Time and resilience were also themes in Netanyahu’s answer to reporters in Sderot who asked him what message he was bringing to parents in the Gaza border communities, whose children have been sleeping in bomb shelters for over 100 days. “We are committed to these darlings,” the prime minister answered and promised, “This is a protracted move.” The following day, Netanyahu said that the “steel wall of civil determination of Sderot’s residents” had impressed him.

Psychological studies conducted in Sderot and other Gaza border communities indicate that behind the “steel wall of civil determination” cliche, thousands of these “darlings” are suffering mental anguish. Time is not on their side. A study conducted by Natal, a nongovernmental organization that provides trauma counseling to the Sderot area’s residents, found that 71% of the children exhibit symptoms of post-traumatic stress. Ruth Pat-Horenczyk of the Herzog Hospital’s Center for the Treatment of Psychotrauma found that 40% of the children in the region suffered from anxiety and other post-traumatic stress symptoms after the 2014 Protective Edge operation, three to four times more than elsewhere in Israel.

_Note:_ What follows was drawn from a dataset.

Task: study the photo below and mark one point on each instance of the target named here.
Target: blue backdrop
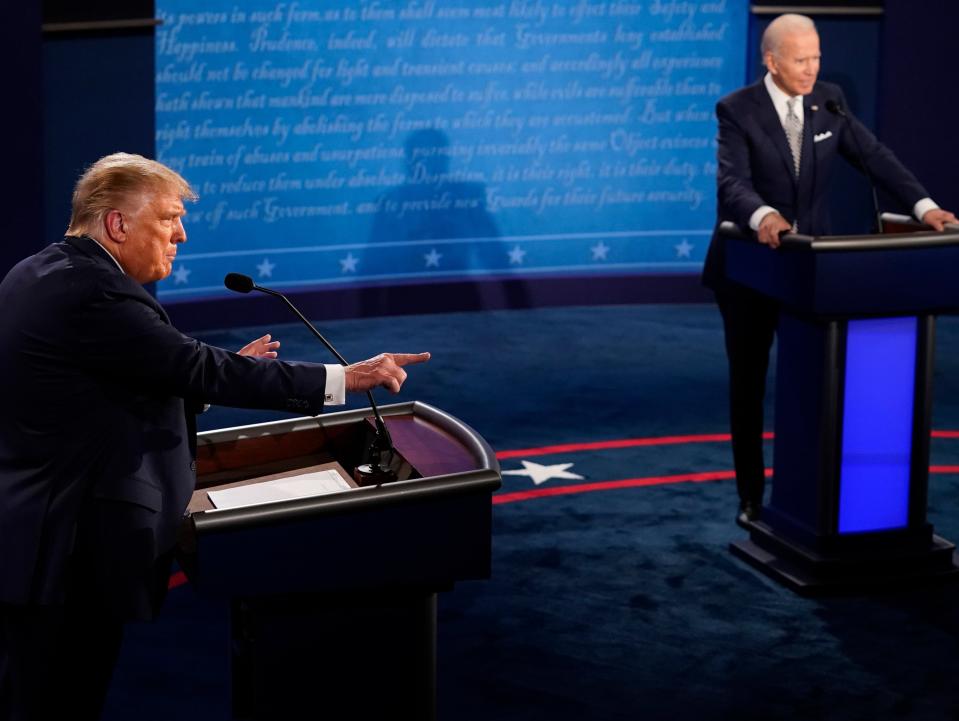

According to Netanyahu, only he is able to save the people of Israel from the politicians displaying “thought and behavior acquired in years of exile.” To do so, he surrounds himself with cheerleaders such as members of his Likud Knesset faction who applauded when he told them July 9 of his decision to shut down the Kerem Shalom crossing into the Gaza Strip.

A poll commissioned by the right-wing newspaper Makor Rishon gave the Likud led by Netanyahu 33 Knesset seats and 11 to the main opposition Zionist Camp. The sounds of babies crying in Sderot shelters pose no threat to Netanyahu’s rule and his policies. The swathes of fields blackened by arson from Gaza do not challenge his vision of living forever by the sword and his argument that time is on Israel's side, and neither do the children of Gaza living in the world’s biggest prison, a place that the UN warns could become uninhabitable for humans within two years. Their leaders, coincidentally, espouse the same doctrine.